Until its cessation in November 1988, the overnight North West Mail served Moree.
Between 1926 and 1974, CPH railmotors provided a passenger service between Moree and Mungindi, connecting with the North West Mail, usually three times per week.

In June 1959, an extension of the Northern Tablelands Express to Moree was introduced, operated by DEB set railcars. In June 1984, the service was taken over by XPTs and renamed the Northern Tablelands XPT, with a DEB set connection between Werris Creek and Moree.

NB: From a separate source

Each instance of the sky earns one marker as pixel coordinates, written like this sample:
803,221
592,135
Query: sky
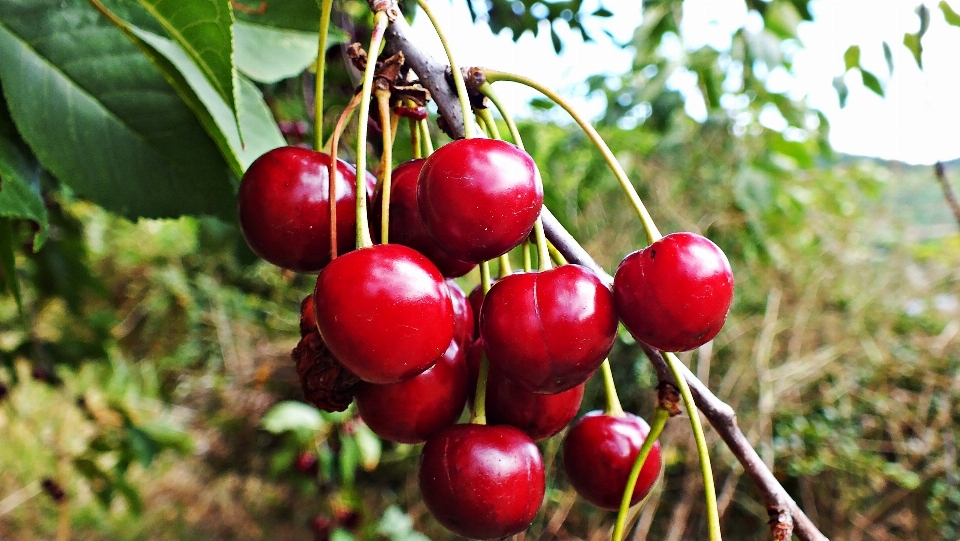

In February 1990, the rail service was replaced by a road coach service. In 1993, the road coach service was replaced by an Xplorer DMU, initially operating to Tamworth on a day return but, upon delivery of sufficient rolling stock, direct services were provided to Armidale and Moree, that once again divided at Werris Creek.

==The future==

There are proposals to connect Queensland Rail's South-Western line from a point near Goondiwindi to North Star, either with a bogie exchange or dual gauge to Moree or Narrabri. There are also proposals to extend the standard gauge to Toowoomba railway station and Brisbane and/or Gladstone. In 2008, CTC is being extended as far as Narrabri primarily for coal traffic.